Evidence-based water allocation in intermittent streams using macroinvertebrate community responses: A case study in the Barossa Valley, South Australia — ASN Events

Evidence-based water allocation in intermittent streams using macroinvertebrate community responses: A case study in the Barossa Valley, South Australia (11671)

David Deane 1 , Sally Maxwell 2 3 , Douglas Green 2
  1. The Environment Institute and School of Earth and Environmental Sciences, The University of Adelaide, Adelaide, SA
  2. Department of Environment, Water and Natural Resources, Adelaide, SA
  3. CSIRO PMB 2, CSIRO, Land and Water, Osmond, SA

We used simple empirical relationships between flow, water quality and benthic macroinvertebrate community structure and function to establish an evidence-base for decision making in environmental water provision.
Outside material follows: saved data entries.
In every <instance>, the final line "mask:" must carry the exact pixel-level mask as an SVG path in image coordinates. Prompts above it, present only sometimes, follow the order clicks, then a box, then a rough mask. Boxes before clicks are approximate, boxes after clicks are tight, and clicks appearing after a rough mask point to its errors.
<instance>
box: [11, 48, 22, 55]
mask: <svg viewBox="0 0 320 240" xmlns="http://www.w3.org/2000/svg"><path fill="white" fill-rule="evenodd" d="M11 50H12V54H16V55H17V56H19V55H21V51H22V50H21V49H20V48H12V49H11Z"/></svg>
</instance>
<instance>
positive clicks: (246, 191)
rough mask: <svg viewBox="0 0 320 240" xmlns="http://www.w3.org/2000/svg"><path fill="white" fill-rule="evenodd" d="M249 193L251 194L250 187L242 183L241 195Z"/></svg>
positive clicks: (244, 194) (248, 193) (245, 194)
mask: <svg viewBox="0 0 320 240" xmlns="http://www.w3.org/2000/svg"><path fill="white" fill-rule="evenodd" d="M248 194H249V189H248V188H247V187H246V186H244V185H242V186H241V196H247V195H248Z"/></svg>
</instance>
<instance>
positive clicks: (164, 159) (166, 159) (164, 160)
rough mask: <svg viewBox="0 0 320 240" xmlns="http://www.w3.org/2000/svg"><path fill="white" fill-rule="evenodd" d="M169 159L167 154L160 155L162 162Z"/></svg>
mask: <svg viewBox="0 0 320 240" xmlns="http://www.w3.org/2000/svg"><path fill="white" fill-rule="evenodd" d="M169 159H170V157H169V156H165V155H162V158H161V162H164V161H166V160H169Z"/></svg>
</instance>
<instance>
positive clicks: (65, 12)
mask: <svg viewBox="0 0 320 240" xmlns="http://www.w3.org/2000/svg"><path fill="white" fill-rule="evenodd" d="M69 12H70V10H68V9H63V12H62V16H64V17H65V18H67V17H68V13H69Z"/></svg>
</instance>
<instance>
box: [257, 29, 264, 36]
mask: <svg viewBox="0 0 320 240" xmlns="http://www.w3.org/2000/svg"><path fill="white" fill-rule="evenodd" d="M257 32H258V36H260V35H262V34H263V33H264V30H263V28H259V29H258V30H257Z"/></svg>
The resulting response curves are readily communicated to a non-scientific audience and provide an objective measure of the environmental risk associated with a given level of extraction.

Under South Australian legislation, resource managers are required to incorporate environmental needs within water allocation frameworks. The Mount Lofty Ranges, located near to Adelaide, are drained by a network of small streams. Prevailing Mediterranean climates interact with spatially unpredictable but reliable groundwater discharge to produce flow regimes spanning a gradient of permanence. Environmental water determination has previously utilised a maximum permissible deviation in hydrological measures, assessed on the basis of modelled ‘current’ and ‘no-development’ scenarios. Such approaches are ecologically defensible, but remain somewhat opaque to the ecological processes they seek to support. Articulating the likely environmental consequence or benefit of a given scenario is not straightforward and as a result the environmental success of water allocation plans is difficult to determine.

We used both functional and biodiversity-based measures of macroinvertebrate communities to demonstrate within-catchment responses to variation in antecedent flow and electrical conductivity. Biological measures declined in a linear manner above a threshold value of electrical conductivity, with flow responses similar in shape but opposite in orientation owing to covariance. Such threshold responses are widely sought in environmental policy making, as they provide an intuitive means to establish a meaningful level of risk to competing scenarios. They remain however, generally elusive. The specifics of the approach have not to our knowledge been attempted in other climatic zones although they are readily transferable. Where applicable, these provide a means to incorporate macroinvertebrate community condition in water allocation decisions, based on ecologically relevant and readily quantified responses.